PROBLEM
Biomedical devices are a major cause for concern in hospital environments because:
- They are connected to the hospital or care-provider’s network thus vastly increasing the attack surface area for evil-doers.
- Patient safety is at considerable risk as demonstrated by recent remote wireless hacks of insulin pumps and other patient monitors.
- Many devices have not had their operating systems patched or migrated to newer versions for years. These devices are especially vulnerable to known and widespread attacks of unpatched software. A virus infecting an “old” OS on an infusion pump can propagate and infect every other device, crippling the entire hospital network in minutes.
- The mobile revolution has resulted in many new consumer oriented apps or devices that perform patient monitoring which then send information upstream or downstream for additional diagnostic actions. Tainting of this upstream or downstream data is very possible and adds to patient safety concerns.
SOLUTION
Solutions to fix this are multipronged:
- First conduct a Biomedical device inventory to identify each device connected to the network, the version of the operating system used, ePHI storage or transfer capabilities, wireless encryption mechanisms used, the device’s primary and secondary functions, and the name of the OEM. Without an accurate inventory, any preventive measures are like shooting in the dark.
- For large health systems or academic medical centers, consider using the following excellent, but very detailed framework: IEC – 80001 standard “Application of Risk Management for IT networks incorporating medical devices”
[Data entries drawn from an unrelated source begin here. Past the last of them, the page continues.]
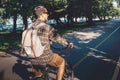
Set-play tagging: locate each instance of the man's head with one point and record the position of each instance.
(41, 12)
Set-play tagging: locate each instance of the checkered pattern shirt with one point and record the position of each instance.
(47, 34)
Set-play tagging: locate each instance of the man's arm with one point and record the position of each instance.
(54, 36)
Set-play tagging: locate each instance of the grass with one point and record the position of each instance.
(9, 41)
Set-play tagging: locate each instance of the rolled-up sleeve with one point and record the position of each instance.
(54, 36)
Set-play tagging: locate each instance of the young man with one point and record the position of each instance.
(48, 34)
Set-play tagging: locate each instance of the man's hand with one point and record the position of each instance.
(70, 45)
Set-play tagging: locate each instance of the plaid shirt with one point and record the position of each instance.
(47, 34)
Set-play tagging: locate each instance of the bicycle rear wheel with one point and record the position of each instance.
(69, 73)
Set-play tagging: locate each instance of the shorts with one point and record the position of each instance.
(56, 60)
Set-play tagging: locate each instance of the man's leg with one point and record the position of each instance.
(59, 62)
(37, 72)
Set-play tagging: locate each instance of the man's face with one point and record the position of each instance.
(44, 16)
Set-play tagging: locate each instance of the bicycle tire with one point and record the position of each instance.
(69, 73)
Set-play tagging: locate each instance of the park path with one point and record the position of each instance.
(17, 68)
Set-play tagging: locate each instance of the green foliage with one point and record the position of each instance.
(8, 41)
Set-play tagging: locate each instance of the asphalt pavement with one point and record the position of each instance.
(94, 56)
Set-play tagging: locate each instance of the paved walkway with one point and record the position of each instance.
(17, 67)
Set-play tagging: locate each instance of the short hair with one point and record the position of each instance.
(40, 9)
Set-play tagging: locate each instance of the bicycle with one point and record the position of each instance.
(49, 72)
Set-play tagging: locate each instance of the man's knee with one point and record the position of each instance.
(57, 61)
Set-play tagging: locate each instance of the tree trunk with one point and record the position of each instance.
(14, 23)
(25, 22)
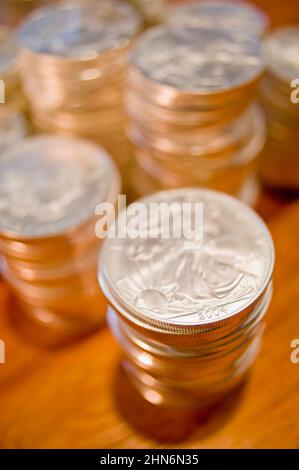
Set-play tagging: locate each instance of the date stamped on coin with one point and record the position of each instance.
(2, 92)
(294, 357)
(295, 92)
(2, 352)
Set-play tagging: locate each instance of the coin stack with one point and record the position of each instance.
(192, 120)
(279, 93)
(153, 11)
(73, 61)
(13, 124)
(49, 189)
(231, 15)
(188, 311)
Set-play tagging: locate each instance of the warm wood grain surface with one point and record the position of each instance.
(77, 396)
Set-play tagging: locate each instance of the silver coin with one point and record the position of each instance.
(8, 51)
(179, 282)
(51, 184)
(13, 127)
(234, 16)
(198, 59)
(282, 52)
(79, 30)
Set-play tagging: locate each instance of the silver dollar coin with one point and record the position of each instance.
(79, 30)
(198, 59)
(51, 184)
(189, 281)
(282, 52)
(8, 51)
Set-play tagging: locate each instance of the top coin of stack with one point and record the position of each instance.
(12, 103)
(230, 15)
(189, 99)
(49, 189)
(188, 311)
(73, 60)
(280, 164)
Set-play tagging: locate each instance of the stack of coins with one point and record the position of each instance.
(192, 122)
(12, 12)
(12, 103)
(153, 11)
(188, 311)
(226, 14)
(49, 189)
(279, 93)
(73, 60)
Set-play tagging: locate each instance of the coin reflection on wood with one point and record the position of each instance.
(279, 92)
(49, 189)
(192, 121)
(73, 62)
(13, 124)
(189, 314)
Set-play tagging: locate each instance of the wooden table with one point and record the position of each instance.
(77, 396)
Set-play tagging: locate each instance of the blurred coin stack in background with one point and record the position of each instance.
(73, 62)
(152, 11)
(49, 189)
(13, 124)
(189, 312)
(279, 93)
(192, 120)
(231, 15)
(12, 12)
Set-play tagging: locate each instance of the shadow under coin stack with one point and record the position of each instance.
(189, 312)
(13, 126)
(231, 15)
(73, 61)
(49, 189)
(280, 162)
(192, 121)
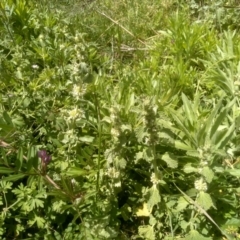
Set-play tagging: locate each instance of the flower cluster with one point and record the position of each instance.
(44, 156)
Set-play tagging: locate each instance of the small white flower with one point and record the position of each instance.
(118, 184)
(74, 113)
(78, 91)
(200, 185)
(35, 66)
(113, 173)
(153, 179)
(115, 132)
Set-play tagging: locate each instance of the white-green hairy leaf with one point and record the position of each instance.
(234, 172)
(188, 110)
(182, 146)
(170, 159)
(87, 139)
(75, 171)
(195, 235)
(204, 200)
(203, 132)
(188, 168)
(181, 204)
(208, 174)
(147, 232)
(154, 197)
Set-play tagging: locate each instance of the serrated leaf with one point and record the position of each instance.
(170, 159)
(234, 172)
(154, 197)
(208, 174)
(204, 200)
(144, 211)
(147, 232)
(182, 204)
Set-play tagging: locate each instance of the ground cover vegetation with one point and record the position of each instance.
(119, 119)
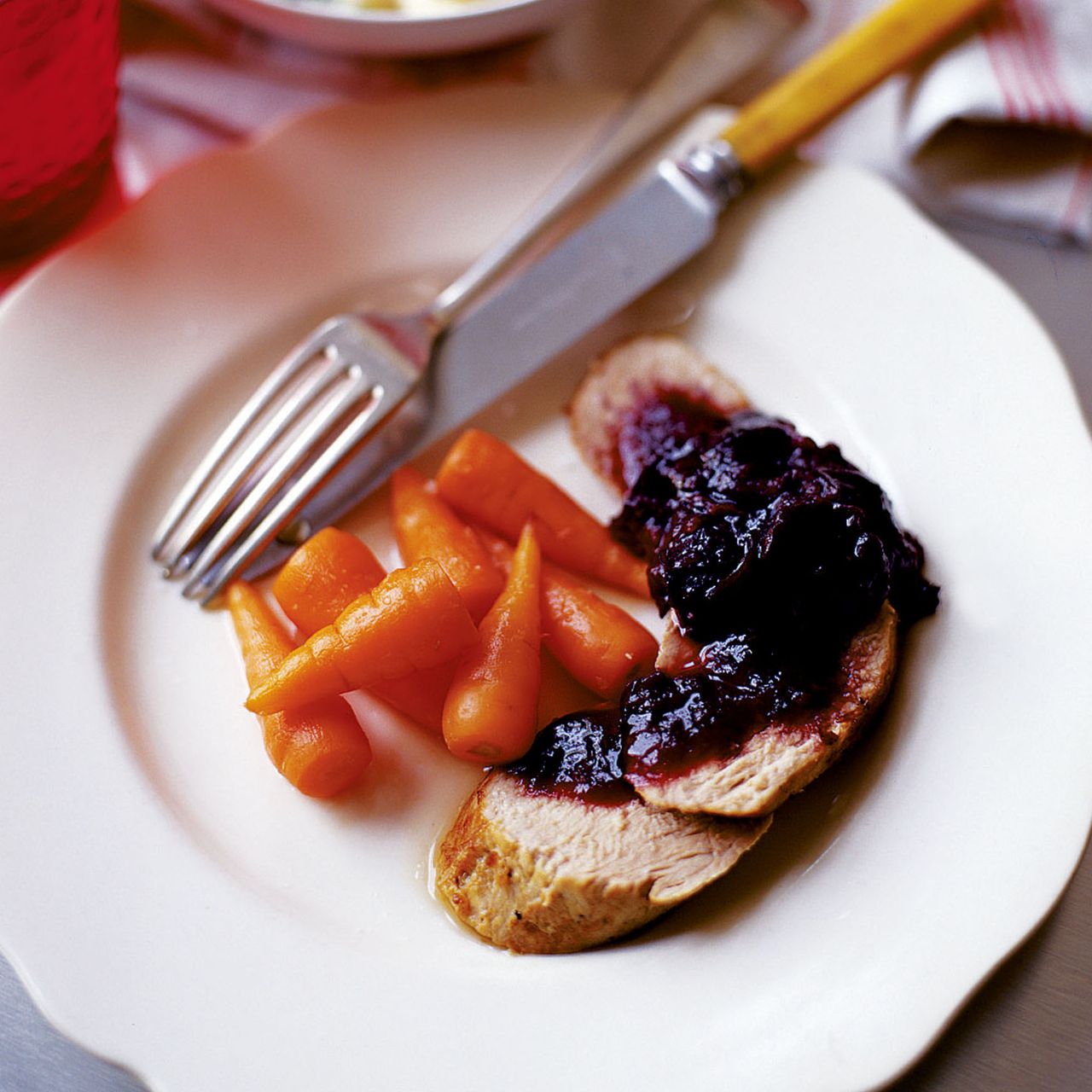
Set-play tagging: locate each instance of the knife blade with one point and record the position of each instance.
(666, 218)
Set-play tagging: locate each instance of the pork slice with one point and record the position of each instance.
(555, 874)
(781, 757)
(642, 369)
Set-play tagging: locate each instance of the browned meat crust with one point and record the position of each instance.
(550, 874)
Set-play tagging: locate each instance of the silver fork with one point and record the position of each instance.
(306, 425)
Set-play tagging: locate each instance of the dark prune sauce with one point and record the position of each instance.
(773, 552)
(580, 756)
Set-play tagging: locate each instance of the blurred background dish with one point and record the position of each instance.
(406, 28)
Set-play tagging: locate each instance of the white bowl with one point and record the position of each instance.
(334, 26)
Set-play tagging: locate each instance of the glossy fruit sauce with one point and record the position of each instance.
(58, 90)
(773, 552)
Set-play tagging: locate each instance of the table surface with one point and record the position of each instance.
(1026, 1030)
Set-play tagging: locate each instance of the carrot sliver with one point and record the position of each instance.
(413, 619)
(486, 482)
(320, 580)
(491, 714)
(597, 642)
(323, 576)
(321, 748)
(426, 526)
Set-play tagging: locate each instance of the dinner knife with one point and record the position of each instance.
(666, 218)
(416, 377)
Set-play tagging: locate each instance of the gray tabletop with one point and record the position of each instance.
(1028, 1030)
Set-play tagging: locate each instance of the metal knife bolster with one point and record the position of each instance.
(539, 312)
(716, 170)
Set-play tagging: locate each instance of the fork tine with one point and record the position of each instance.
(279, 472)
(212, 578)
(212, 502)
(317, 343)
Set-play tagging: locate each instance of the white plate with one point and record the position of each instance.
(336, 26)
(175, 905)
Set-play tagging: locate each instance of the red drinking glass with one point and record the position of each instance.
(58, 97)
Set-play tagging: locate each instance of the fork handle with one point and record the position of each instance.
(834, 78)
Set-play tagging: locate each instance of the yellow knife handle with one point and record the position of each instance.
(839, 74)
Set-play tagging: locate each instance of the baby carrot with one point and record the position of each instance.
(599, 643)
(491, 709)
(485, 480)
(425, 526)
(321, 748)
(414, 619)
(323, 576)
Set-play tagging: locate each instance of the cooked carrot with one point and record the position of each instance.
(323, 576)
(426, 526)
(339, 572)
(486, 482)
(491, 712)
(597, 642)
(413, 619)
(561, 694)
(321, 749)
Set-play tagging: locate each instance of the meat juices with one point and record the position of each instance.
(787, 579)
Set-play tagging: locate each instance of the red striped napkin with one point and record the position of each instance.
(996, 130)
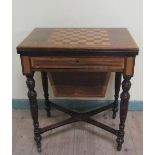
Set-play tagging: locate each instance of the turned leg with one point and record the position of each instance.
(46, 95)
(126, 84)
(118, 77)
(34, 109)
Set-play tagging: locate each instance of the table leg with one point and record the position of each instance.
(118, 77)
(126, 84)
(46, 95)
(34, 109)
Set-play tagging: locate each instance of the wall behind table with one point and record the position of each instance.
(28, 14)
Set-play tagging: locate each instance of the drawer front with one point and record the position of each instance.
(78, 62)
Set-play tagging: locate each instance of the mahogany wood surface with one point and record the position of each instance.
(79, 84)
(79, 62)
(69, 41)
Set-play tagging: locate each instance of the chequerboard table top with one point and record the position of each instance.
(78, 39)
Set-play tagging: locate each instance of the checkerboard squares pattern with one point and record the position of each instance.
(79, 38)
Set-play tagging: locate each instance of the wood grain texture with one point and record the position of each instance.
(26, 66)
(79, 84)
(90, 40)
(76, 139)
(105, 63)
(129, 66)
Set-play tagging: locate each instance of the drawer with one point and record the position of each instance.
(107, 62)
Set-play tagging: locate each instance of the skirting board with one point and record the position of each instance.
(78, 105)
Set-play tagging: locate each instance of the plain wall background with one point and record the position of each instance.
(28, 14)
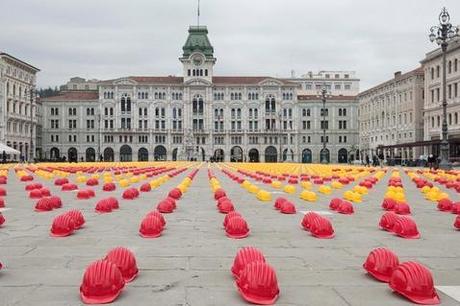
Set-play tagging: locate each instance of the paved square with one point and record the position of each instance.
(190, 263)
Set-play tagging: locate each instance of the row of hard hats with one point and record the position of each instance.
(410, 279)
(255, 279)
(317, 225)
(234, 224)
(65, 224)
(104, 279)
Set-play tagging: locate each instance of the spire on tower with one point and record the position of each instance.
(198, 14)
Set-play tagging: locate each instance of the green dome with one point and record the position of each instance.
(198, 41)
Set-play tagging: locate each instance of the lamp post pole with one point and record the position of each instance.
(323, 96)
(31, 149)
(442, 34)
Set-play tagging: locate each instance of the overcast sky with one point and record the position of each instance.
(109, 39)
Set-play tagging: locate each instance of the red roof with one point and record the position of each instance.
(73, 96)
(331, 98)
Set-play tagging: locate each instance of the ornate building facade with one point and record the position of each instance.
(198, 116)
(18, 120)
(391, 115)
(432, 65)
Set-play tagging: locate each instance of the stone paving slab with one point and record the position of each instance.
(189, 264)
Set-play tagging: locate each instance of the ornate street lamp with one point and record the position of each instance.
(323, 94)
(442, 35)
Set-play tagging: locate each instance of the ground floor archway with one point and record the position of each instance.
(159, 153)
(109, 155)
(254, 156)
(174, 157)
(126, 153)
(90, 155)
(143, 154)
(219, 155)
(306, 156)
(325, 156)
(288, 155)
(54, 153)
(72, 155)
(271, 155)
(342, 156)
(236, 154)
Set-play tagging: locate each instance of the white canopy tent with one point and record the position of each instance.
(8, 150)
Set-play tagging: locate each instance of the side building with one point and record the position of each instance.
(198, 116)
(18, 120)
(391, 118)
(432, 65)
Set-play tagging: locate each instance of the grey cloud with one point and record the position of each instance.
(107, 39)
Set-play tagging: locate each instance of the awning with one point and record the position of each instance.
(7, 150)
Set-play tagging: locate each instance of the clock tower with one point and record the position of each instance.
(198, 55)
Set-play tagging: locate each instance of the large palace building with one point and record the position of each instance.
(202, 116)
(18, 117)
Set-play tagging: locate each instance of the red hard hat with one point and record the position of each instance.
(387, 221)
(102, 283)
(389, 204)
(415, 282)
(457, 222)
(406, 227)
(165, 207)
(380, 263)
(77, 218)
(335, 203)
(402, 208)
(237, 228)
(308, 220)
(63, 225)
(245, 256)
(345, 208)
(219, 193)
(125, 261)
(230, 215)
(445, 205)
(151, 227)
(44, 204)
(456, 208)
(322, 228)
(278, 202)
(257, 284)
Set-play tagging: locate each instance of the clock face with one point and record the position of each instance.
(197, 60)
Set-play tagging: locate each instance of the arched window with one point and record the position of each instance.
(123, 104)
(197, 104)
(128, 104)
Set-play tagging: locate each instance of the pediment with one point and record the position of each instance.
(198, 82)
(124, 81)
(270, 82)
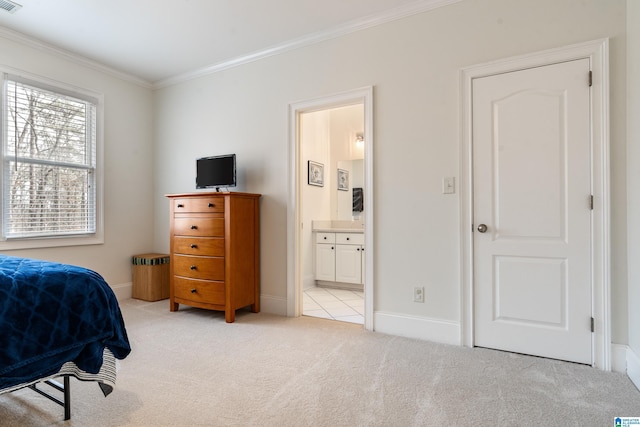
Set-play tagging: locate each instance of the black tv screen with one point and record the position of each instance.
(216, 171)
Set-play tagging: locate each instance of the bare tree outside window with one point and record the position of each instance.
(49, 163)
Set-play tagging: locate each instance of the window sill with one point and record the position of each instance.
(51, 242)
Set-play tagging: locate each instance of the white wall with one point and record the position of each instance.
(413, 64)
(128, 168)
(633, 192)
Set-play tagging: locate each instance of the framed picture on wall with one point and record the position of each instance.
(315, 174)
(343, 180)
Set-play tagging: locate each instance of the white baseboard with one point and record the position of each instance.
(273, 305)
(633, 367)
(422, 328)
(619, 358)
(123, 291)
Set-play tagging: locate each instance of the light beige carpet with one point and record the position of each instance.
(190, 368)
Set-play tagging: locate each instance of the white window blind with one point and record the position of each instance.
(49, 161)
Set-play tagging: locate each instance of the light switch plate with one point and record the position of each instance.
(448, 185)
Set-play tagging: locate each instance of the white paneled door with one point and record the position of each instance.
(532, 211)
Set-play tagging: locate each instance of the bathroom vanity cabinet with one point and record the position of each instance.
(339, 257)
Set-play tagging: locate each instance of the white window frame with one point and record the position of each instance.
(64, 240)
- Segregate all biomedical devices into a separate virtual LAN (VLAN). This allows for IT administrators to quickly quarantine devices if a virus or malware is found on any device. Further, access control measures including what data can be sent, and to which specific ports within network switches, should be implemented if feasible.
- Ensure that the Business Associate Agreements (BAA) with all your biomedical device vendors contain provisions for these vendors to provide software patches within a reasonable time frame. (Many OEMs hide behind spurious or false concerns that software updates constitute a new product and therefore must go through a new and exhausting approval FDA process. This position, held by many OEMs, is false and has also been made explicitly clear by the FDA in 2015).
- Test or vet any mobile applications or consumer devices before allowing them to send data to any device, application or data repository that rests on your (care-provider) network.
IMPACT
Patient safety is paramount for care providers. Ensuring that your biomedical devices are not easily hackable, and that the data they capture, store, or forward have not been tampered with, will result in better patient care and the prevention of potential crippling network outages.